I feel betrayed when I hear the talk from our Democrats like we have heard today. The trigger means they are putting off health care when they have a good majority. That is very upsetting.
From Robert Reich today at Salon:
GOP Sen. Snowe suggests we give private health insurers a shot at reforming themselves first. Yeah, rightSept. 9, 2009 | I was just on the phone talking with a reporter for a national media outlet who referred to Senator Olympia Snowe's idea for a public option "trigger" as the "centrist position." Whoa. When the mainstream media start naming something "centrist" the game is almost over, because just about everyone with any authority in our nation's capital wants to be at the "center."

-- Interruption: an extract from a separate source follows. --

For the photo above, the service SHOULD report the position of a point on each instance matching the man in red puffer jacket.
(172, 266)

Let me back up a step. The public insurance option has become a lightning rod for Republicans, hate radio jocks, Fox News, the Wall Street Journal's editorial page and lobbyists for the health-industrial complex who accuse the White House and Democrats of planning a "government takeover" of healthcare. Anything that has the word "public" in it is always an automatic target for their rants. But most Democrats understand that a public insurance option is essential to control healthcare costs and expand coverage -- both because private for-profit insurers now face so little competition in most markets that only the prod of a public option will force them to lower costs and extend coverage, and also because a nationwide public option would have the scale and authority to negotiate lower rates with drug companies and healthcare providers, thereby pushing private insurers to do the same.

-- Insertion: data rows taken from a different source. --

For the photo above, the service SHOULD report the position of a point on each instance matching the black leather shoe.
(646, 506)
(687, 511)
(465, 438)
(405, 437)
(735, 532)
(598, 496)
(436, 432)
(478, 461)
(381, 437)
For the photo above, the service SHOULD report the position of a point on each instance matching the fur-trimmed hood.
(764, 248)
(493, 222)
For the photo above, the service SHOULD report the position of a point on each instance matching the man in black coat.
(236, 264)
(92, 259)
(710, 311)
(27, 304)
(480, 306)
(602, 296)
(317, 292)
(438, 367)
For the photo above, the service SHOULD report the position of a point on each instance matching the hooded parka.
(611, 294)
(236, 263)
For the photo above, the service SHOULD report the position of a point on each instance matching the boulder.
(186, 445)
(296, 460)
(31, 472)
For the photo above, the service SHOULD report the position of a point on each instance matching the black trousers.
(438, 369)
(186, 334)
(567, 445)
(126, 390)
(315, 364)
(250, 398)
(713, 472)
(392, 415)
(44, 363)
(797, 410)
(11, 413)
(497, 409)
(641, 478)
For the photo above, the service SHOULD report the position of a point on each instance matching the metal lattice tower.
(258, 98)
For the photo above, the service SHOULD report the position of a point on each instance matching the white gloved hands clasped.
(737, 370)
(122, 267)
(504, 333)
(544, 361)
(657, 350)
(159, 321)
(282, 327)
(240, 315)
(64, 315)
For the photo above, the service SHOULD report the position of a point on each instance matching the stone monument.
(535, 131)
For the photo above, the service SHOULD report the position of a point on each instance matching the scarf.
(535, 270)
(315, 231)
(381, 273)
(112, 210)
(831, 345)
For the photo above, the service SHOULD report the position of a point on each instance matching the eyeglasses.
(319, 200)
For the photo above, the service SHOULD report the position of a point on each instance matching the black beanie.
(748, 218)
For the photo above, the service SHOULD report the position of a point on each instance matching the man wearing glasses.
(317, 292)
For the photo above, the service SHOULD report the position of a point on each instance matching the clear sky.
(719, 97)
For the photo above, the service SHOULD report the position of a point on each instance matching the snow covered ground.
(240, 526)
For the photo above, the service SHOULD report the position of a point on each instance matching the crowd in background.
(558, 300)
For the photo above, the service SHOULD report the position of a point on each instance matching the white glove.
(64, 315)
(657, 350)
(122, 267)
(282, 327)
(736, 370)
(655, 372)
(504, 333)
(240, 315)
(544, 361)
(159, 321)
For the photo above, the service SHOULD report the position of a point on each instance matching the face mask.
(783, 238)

The White House is looking for a way to be in favor of a public option but also get enough Blue Dog Democrats -- many of whom hail from swing districts and states, and therefore need some cover -- to vote for it. One such cover is a Republican senator from Maine named Olympia Snowe. If she votes for the bill, Blue Dogs can calm their constituents -- who have been worked up into a lather by the right -- by saying "You see? Even a prominent Republican senator is voting for this."
Reich continues:
What worries me isn't just that the mainstream media are calling Snowe's trigger "centrist," but that the White House might see it as an easy out. "I continue to believe that a public option within that basket of insurance choices would help improve quality and bring down costs," the president said Monday. Fine. But he hasn't yet said the public option is essential. He hasn't threatened to veto a bill lacking it. There's even reason to believe the White House has quietly encouraged Olympia Snowe to pursue her "trigger."
The best way to give Blue Dogs cover is for the president to explain clearly and boldly why the public option is essential to healthcare reform, and why he's ready to veto any bill that doesn't include it. That's also the only way to give the nation a good chance of getting true healthcare reform. Hopefully, that's what he'll do Wednesday evening.
Otherwise, we get a trigger to nowhere.
Our Democrats are refusing to use their majority to get health care reform apparently.
As a former Vermont governor said Sunday on Fox News...."use your majority or lose your majority."